Remembering the Larger Story in Catechesis

open Bible

As we near the midpoint of our catechetical year, we can begin to feel dragged out and even a little intimidated as catechists. We’ve come so far since the fall, and there is so much left to do. We can get so caught up in parish life that we feel overwhelmed and lose our focus on what moves us and inspires our ministry. We can forget that all of the activities, planning, and preparing we do is part of a larger story.

This sense of story is a core part of our faith and of what we do as catechists. We are living in the midst of our Father’s narrative, his plan for salvation, and we are introducing (or, in some cases, re-introducing) others to this story and the unique role God has for them within it. This is apparent in the very layout of the Catechism of the Catholic Church, which is founded on four “pillars”: the Creed, which summarizes the story of our faith; the sacraments; life in Christ; and prayer.

As essential as Bible stories are to knowing and teaching the faith, how often do we think about them and share these stories with others? We may pray these stories using lectio divina; we hear these stories at Mass; and we may even encounter them through the skits and activities in our classrooms. While all of these various encounters with the Word are wonderful, there is no getting around the fact that the single best way to come to know the stories of our faith is to read them.

One practice that can be extremely helpful in our ministry is to read the stories of our faith on a yearly basis. This can be done very simply by reading an entire book of the Bible throughout the year. Good candidates include Genesis, Exodus. Joshua, Judges, First and Second Samuel, or First and Second Kings. You may also want to read through one of the four Gospels or the Acts of the Apostles. This doesn’t require vast amounts of time; reading just four chapters a day would take a mere 15–20 minutes and get you through these narrative books in as little as 90 days!

Re-engaging our life and imagination with the characters and events of the grand narrative of God’s “plan of sheer goodness” (Catechism of the Catholic Church #1) can become an inspiring, faith-filled addition to our spiritual life and a valuable help in remembering where we have come from, what we are doing, and where we are all headed.

About Eric Gurash 17 Articles
Eric Gurash is a former radio personality and 17-year convert to the Catholic faith who holds a B.Th from Newman Theological College in Edmonton, AB. He has been involved in full-time parish ministry for more than a decade. He is a certified spiritual director as well as a popular speaker, retreat leader, and storyteller. Eric has recently entered into formation for the permanent diaconate. Eric and his wife live with their two dogs in Regina, SK, Canada.

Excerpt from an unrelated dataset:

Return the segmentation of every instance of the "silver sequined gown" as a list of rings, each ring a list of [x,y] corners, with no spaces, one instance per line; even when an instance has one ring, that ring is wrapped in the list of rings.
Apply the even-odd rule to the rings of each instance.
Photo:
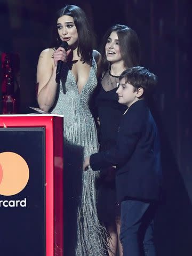
[[[99,173],[90,169],[83,172],[82,168],[83,158],[98,151],[95,125],[89,108],[90,96],[97,84],[97,64],[93,59],[88,80],[80,93],[71,70],[65,65],[63,78],[61,78],[55,105],[51,111],[53,114],[64,116],[64,143],[68,145],[68,147],[64,146],[64,151],[67,151],[64,162],[68,162],[67,170],[64,169],[64,177],[69,174],[68,182],[75,191],[72,192],[72,195],[71,193],[67,195],[68,207],[70,207],[74,202],[78,202],[76,219],[71,220],[69,216],[69,220],[66,220],[71,222],[71,226],[74,222],[77,222],[75,228],[71,228],[75,232],[77,229],[77,242],[75,252],[73,255],[70,253],[70,256],[106,255],[103,249],[105,230],[99,224],[96,209],[95,183]],[[77,188],[79,183],[81,188]]]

  1. Thanks Eric. I agree and believe that we need to be more intentional about telling the story than in previous generations when simply participating in the life of the community communicated the story. That’s no longer true. Society’s “narrative” overshadows the narrative of salvation history. I think it’s helpful when we as catechists, even in casual conversation, make constant references to characters from our story, both those from the Bible and from the Communion of Saints. In other words, when someone shares an experience with us, we can say something like, “that sounds like what happened to….” (insert name of bible character or saint) or “that makes me think of…” (insert name and/or story from the Bible or saints). I like making subtle references like that in FB all the time!

    • I find myself doing the same thing. My Kids, both adults, use that habit of mine as one of their running jokes, especially when we’re watching movies together. In any given scene they’re likely to turn to me with their eyes rolled up and ask “What story does THAT remind you of dad?!”. One of the things it has highlighted for me as a Catechist, is how important it is not only for me to know the over-all narrative of the Bible, but how valuable it is for Catechesis if I can help parents come to know it too. God Bless!